Xu I S, Grass S, Xu X J, Wiesenfeld-Hallin Z
Department of Medical Laboratory Sciences and Technology, Karolinska Institute, Huddinge University Hospital, Sweden.
Neuroscience. 1998 Aug;85(3):827-35. doi: 10.1016/s0306-4522(97)00676-3.

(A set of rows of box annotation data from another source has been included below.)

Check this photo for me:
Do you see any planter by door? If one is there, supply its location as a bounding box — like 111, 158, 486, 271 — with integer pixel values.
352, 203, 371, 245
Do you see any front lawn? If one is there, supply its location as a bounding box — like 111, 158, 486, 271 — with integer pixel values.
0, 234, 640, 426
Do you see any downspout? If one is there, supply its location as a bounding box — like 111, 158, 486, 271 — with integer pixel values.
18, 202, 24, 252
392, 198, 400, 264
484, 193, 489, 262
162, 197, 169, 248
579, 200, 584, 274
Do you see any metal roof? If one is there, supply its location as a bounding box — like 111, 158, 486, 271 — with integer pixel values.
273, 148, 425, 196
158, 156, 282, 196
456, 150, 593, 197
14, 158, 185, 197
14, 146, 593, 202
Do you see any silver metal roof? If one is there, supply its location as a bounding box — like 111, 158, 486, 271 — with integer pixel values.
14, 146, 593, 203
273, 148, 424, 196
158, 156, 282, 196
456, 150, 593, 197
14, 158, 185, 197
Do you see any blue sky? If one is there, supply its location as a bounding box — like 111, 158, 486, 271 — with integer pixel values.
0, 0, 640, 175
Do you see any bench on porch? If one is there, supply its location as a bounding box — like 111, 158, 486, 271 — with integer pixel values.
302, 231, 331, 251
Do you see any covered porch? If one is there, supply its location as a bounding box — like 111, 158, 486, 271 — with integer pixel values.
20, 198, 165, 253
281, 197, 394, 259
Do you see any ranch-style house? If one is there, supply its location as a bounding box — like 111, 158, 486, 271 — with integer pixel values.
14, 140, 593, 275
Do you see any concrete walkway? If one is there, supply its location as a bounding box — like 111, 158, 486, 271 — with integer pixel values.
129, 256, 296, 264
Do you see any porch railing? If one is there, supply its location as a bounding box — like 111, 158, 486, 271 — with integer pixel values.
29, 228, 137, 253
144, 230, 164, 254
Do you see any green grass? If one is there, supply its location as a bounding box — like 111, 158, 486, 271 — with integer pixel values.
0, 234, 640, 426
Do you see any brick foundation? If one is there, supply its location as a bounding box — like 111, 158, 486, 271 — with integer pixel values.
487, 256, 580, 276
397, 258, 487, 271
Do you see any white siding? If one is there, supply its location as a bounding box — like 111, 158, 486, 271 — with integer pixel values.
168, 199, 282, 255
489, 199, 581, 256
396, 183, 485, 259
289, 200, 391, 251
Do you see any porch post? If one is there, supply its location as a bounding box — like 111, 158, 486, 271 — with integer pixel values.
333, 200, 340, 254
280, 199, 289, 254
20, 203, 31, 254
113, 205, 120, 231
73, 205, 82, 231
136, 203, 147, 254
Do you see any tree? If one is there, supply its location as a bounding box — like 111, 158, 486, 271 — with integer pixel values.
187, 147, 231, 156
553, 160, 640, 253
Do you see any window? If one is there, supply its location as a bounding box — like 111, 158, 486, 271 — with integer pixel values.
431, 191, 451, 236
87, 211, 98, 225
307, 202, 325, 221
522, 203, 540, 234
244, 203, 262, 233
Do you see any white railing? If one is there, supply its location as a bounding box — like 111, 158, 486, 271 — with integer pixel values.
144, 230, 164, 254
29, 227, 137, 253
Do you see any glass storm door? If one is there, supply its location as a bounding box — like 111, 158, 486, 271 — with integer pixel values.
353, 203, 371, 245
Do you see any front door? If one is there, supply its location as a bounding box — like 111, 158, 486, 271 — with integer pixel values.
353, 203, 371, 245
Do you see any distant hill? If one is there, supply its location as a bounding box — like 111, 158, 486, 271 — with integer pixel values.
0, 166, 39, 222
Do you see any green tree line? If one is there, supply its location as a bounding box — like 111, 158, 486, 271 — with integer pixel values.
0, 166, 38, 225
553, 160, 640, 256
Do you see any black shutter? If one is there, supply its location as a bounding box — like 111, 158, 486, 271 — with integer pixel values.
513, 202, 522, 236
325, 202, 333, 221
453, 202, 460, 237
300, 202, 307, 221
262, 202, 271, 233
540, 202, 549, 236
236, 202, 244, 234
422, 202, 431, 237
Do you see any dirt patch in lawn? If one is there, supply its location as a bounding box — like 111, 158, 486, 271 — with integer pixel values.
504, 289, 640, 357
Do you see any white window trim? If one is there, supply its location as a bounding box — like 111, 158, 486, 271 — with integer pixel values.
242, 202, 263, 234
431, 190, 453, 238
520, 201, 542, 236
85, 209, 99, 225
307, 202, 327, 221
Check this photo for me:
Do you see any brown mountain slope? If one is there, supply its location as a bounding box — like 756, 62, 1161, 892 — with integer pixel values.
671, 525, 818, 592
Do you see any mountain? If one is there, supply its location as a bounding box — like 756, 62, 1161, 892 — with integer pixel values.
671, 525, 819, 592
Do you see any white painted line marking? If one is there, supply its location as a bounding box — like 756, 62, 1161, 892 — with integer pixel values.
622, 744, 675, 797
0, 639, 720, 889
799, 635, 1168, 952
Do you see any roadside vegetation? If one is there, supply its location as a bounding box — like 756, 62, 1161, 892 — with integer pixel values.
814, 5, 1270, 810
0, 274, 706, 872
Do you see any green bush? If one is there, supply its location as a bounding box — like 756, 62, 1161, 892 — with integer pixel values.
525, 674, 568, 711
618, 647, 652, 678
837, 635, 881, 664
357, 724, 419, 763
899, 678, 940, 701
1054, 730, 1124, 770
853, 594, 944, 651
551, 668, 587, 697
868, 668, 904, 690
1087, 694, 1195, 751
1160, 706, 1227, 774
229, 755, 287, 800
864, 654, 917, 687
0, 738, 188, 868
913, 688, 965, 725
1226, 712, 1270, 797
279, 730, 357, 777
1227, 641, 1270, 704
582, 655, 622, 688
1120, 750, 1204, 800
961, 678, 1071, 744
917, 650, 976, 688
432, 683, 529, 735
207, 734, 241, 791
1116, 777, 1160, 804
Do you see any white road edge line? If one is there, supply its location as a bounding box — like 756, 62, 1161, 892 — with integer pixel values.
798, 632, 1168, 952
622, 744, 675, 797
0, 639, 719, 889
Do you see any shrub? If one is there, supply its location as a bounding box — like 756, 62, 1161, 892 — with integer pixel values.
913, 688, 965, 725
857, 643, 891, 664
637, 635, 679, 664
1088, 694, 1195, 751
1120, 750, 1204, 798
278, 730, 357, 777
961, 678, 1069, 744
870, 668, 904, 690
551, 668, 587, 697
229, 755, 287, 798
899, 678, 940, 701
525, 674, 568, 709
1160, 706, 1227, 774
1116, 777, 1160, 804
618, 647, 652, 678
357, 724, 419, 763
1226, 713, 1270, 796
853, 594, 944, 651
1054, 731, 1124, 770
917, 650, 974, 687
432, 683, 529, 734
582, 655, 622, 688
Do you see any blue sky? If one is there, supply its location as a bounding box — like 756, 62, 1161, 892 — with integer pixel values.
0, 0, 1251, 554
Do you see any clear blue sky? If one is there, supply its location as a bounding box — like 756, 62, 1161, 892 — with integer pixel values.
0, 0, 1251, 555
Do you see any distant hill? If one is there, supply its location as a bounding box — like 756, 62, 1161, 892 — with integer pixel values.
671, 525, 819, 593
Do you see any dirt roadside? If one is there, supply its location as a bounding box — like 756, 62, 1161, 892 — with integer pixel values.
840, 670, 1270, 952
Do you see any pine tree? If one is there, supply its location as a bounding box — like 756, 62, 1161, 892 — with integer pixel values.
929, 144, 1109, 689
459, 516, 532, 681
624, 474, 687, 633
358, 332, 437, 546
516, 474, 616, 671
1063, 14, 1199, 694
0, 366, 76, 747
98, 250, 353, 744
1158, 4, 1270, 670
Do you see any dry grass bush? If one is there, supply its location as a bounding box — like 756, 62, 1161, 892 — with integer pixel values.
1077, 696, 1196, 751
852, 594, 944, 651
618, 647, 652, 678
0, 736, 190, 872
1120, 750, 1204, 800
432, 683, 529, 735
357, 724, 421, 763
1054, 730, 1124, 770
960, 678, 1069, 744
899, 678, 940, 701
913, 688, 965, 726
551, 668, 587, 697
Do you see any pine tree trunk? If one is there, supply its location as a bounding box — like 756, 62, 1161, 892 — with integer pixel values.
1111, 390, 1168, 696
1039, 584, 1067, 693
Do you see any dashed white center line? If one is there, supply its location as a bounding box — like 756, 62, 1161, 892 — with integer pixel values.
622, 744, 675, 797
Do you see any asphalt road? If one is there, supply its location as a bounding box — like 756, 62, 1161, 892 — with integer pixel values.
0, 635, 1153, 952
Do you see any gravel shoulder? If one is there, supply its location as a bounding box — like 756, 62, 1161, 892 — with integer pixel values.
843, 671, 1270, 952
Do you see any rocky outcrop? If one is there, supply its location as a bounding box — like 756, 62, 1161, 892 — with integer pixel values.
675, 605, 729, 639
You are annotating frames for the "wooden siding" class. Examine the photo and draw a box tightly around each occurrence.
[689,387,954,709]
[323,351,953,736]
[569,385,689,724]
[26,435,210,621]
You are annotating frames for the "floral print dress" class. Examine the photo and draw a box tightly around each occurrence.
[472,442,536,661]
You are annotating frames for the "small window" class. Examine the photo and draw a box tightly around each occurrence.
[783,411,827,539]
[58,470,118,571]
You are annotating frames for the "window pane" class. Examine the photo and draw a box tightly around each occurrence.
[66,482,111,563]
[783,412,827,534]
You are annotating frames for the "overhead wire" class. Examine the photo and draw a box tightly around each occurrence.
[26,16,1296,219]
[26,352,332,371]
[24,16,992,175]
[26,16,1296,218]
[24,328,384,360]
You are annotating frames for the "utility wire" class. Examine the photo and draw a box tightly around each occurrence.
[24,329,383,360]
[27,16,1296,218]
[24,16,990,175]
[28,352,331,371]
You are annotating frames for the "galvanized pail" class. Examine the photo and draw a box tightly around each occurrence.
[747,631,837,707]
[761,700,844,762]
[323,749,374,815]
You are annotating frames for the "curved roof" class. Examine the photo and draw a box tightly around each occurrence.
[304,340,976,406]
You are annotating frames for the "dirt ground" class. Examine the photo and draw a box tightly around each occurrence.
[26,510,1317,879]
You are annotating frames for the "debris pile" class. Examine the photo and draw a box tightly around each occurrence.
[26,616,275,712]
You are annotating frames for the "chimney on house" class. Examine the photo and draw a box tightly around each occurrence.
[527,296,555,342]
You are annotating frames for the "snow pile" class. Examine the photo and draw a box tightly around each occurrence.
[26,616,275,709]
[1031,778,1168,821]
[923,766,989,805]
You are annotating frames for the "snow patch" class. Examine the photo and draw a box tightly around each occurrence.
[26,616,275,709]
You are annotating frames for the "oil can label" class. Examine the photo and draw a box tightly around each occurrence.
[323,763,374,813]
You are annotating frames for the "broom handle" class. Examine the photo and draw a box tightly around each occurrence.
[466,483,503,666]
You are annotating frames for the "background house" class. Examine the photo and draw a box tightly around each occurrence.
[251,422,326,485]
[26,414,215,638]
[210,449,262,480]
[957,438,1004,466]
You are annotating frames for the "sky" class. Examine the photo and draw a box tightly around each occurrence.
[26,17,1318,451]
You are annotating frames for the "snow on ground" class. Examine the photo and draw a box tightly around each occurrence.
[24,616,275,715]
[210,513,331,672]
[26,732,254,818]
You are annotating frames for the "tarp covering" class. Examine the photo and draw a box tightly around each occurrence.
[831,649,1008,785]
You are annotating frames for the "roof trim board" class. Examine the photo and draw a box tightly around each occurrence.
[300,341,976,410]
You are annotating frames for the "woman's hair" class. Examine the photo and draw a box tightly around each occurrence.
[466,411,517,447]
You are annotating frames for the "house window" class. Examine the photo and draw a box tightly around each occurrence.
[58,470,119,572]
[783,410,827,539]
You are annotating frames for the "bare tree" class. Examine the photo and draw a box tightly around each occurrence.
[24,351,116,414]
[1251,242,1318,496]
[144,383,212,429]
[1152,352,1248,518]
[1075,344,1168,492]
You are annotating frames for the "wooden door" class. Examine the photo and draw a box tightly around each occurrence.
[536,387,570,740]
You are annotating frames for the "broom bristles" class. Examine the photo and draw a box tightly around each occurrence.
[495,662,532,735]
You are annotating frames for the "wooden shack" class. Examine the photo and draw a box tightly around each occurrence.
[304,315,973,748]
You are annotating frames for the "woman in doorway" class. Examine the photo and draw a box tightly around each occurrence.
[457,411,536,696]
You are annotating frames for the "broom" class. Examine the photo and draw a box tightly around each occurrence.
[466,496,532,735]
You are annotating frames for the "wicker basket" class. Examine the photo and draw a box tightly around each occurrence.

The effects of exogenous and endogenous galanin on spinal flexor reflex excitability was evaluated in rats one to eight days after the induction of inflammation by subcutaneous injection of carrageenan into the sural nerve innervation area. In normal rats, electrical stimulation of C-fibres in the sural nerve elicited a brisk reflex discharge. Conditioning stimulation of C-fibres (1/s) generated a gradual increase in reflex magnitude (wind-up), which was followed by a period of reflex hyperexcitability. Intrathecal galanin dose-dependently blocked reflex hyperexcitability induced by C-fibre conditioning stimulation whereas i.t. M-35, a high-affinity galanin receptor antagonist, moderately potentiated this effect. At one to three days after the injection of carrageenen, when inflammation was at its peak, the magnitude of the reflex was significantly increased and discharge duration became prolonged. However, wind-up and reflex hyperexcitability were significantly reduced. Furthermore, reduced reflex excitability during conditioning stimulation ("wind-down") and depression of the reflex were sometimes present, which are rarely observed in normal rats. Intrathecal galanin reduced hyperexcitability during inflammation, although its potency was weaker than in normals. However, the galanin receptor antagonist M-35 strongly enhanced wind-up and reflex hyperexcitability, similarly as in normal rats. The baseline flexor reflex, wind-up and C-fibre conditioning stimulation-induced facilitation were normalized four to eight days after carrageenan injection when signs of inflammation were diminishing. Interestingly, intrathecal galanin and M-35 failed to influence spinal excitability. The results suggest a complex functional plasticity in the role of endogenous galanin in mediating spinal excitability during inflammation. There appears to be an enhanced endogenous inhibitory control by galanin on C-afferent input during the peak of inflammation, which may explain the relative ineffectiveness of exogenous galanin. During the recovery phase there may be a reduction in galanin receptors, which may impair the action of endogenous and exogenous galanin. These results further support the notion that galanin is an endogenous inhibitory peptide in nociception.
通过向大鼠腓肠神经支配区域皮下注射角叉菜胶诱导炎症后1至8天,评估外源性和内源性甘丙肽对脊髓屈肌反射兴奋性的影响。在正常大鼠中,腓肠神经C纤维的电刺激引发快速的反射放电。C纤维的条件刺激(1次/秒)使反射幅度逐渐增加(后放电增强),随后是一段反射性兴奋性增强的时期。鞘内注射甘丙肽剂量依赖性地阻断了C纤维条件刺激诱导的反射性兴奋性增强,而鞘内注射高亲和力甘丙肽受体拮抗剂M-35则适度增强了这种效应。在注射角叉菜胶后1至3天,炎症处于高峰期时,反射幅度显著增加,放电持续时间延长。然而,后放电增强和反射性兴奋性增强显著降低。此外,有时会出现条件刺激期间反射兴奋性降低(“后放电减弱”)和反射抑制,这在正常大鼠中很少见。鞘内注射甘丙肽可降低炎症期间的兴奋性增强,尽管其效力比正常情况下弱。然而,甘丙肽受体拮抗剂M-35强烈增强后放电增强和反射性兴奋性增强,与正常大鼠情况类似。角叉菜胶注射后4至8天,当炎症迹象逐渐消失时,基线屈肌反射、后放电增强和C纤维条件刺激诱导的易化作用恢复正常。有趣的是,鞘内注射甘丙肽和M-35未能影响脊髓兴奋性。结果表明内源性甘丙肽在炎症期间介导脊髓兴奋性方面具有复杂的功能可塑性。在炎症高峰期,甘丙肽对C传入输入的内源性抑制控制似乎增强,这可能解释了外源性甘丙肽相对无效的原因。在恢复阶段,甘丙肽受体可能减少,这可能损害内源性和外源性甘丙肽的作用。这些结果进一步支持了甘丙肽是伤害感受中的内源性抑制肽这一观点。